- Born: October 1, 1936 (age 89)
- Education: San Francisco Art Institute Stanford University
- Occupation: Photographer
- Website: www.elainemayesphoto.com

= Elaine Mayes =

American photographer (born 1936)

Elaine Mayes (born October 1, 1936) is an American photographer and a retired professor at New York University's Tisch School of the Arts.

==Academia==

Beginning in 1968, she taught at the University of Minnesota, and in 1971 joined Jerome Liebling as part of the founding faculty at Hampshire College, where she taught for ten years. Her students included documentary filmmakers Ken Burns, Michel Negroponte, Roger Sherman, Buddy Squires, Kirk Simon, and Karen Goodman. In 1976, Mayes, and former students Burns and Sherman, founded a production company called Florentine Films in Walpole, New Hampshire. The company's name was borrowed from Mayes' hometown of Florence, Massachusetts. She left the company after 1 year.

In 2009 Hampshire established an endowment in Mayes' name to support student projects in film, photography and video. Mayes also taught at Pratt Institute, The International Center of Photography, Bard College and New York University where she retired as Chair of the Photography Department in the Tisch School of the Arts in 2000.

==Subject matter==

Known for her portraits of San Francisco's Haight-Ashbury residents in 1967-8 and for her iconic images of rock and roll performers in the late 1960s, Mayes' subject matter has also included landscapes and conceptual projects including her series, Autolandscapes, made with a National Endowment for the Arts Fellowship from a moving car while traveling across the country in 1971. She also photographed the New York downtown rock scene of the 1980s. In 1982 she received a New York State CAPS grant. In 1985 she and No Theater of Northampton received a Massachusetts State Foundation for the Arts grant in support of a collaborative work, 'Photoplay.'

==Collections==

Mayes' photographic work is included in the permanent collections of the Metropolitan Museum of Art, The Museum of Modern Art, The Museum of Fine Arts, Boston, The San Francisco Museum of Modern Art, the Telfair Museum of Art in Savannah, Georgia and a number of other art institutions across the United States.

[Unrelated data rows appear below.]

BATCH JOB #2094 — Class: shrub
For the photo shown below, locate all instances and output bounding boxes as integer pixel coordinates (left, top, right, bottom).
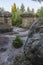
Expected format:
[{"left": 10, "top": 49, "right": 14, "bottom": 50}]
[{"left": 13, "top": 36, "right": 23, "bottom": 48}]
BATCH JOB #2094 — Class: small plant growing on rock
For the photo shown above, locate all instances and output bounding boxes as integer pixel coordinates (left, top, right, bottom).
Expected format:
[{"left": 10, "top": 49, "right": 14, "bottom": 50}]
[{"left": 13, "top": 36, "right": 23, "bottom": 48}]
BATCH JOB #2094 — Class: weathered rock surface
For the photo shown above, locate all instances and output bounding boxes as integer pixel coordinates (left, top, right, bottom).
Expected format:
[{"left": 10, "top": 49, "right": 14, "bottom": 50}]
[
  {"left": 24, "top": 19, "right": 43, "bottom": 65},
  {"left": 0, "top": 37, "right": 14, "bottom": 65}
]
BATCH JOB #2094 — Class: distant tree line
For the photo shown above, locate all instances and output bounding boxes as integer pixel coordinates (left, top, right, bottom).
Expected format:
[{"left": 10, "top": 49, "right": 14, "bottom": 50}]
[{"left": 0, "top": 3, "right": 43, "bottom": 26}]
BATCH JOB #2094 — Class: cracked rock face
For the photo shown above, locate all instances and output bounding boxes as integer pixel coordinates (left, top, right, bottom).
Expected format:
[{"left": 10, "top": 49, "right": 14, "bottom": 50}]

Her videography was included in "Silverlake Life" (1992), an award-winning documentary that observed the struggles of film maker Tom Joslin and his partner with AIDS. Mayes' Hawaii photographs were exhibited at the Honolulu Museum of Art Spalding House (formerly known as The Contemporary Museum, Honolulu) in 2003. In the same year her book of photographs of the Monterey Pop Festival, "It Happened In Monterey", was published by Britannia Press. A selection of these photographs was included in the Criterion 2002 DVD release "The Complete Monterey Pop" along with commentary by Mayes. Her Haight Ashbury portraits were exhibited at the Steven Kasher Gallery in Manhattan, and her work was included in group shows at MOMA. In 2010 her work was included at SFMOMA's 75th Anniversary Exhibition. Her 2014 book "Recently" grew out of her "unexpected nomadic life that lasted from 2006 until 2013. The photographs were taken in response to what I saw and experienced and can be seen as a visual diary." In 2017 her photographs appeared in the De Young museum show "The Summer of Love Experience."

==Fellowships and grants==

In 1978 she received two NEA Fellowships, including an individual grant and support for participation in a Survey Grant that resulted in The Long Island Project, sponsored by Apeiron Workshops, now housed at Hofstra University.

In 1991 Mayes received a Guggenheim Fellowship to photograph in Hawaii, and with an Atherton Foundation grant (2003) published this work in a limited edition book titled "Ki'i No Hawai'i" in 2009.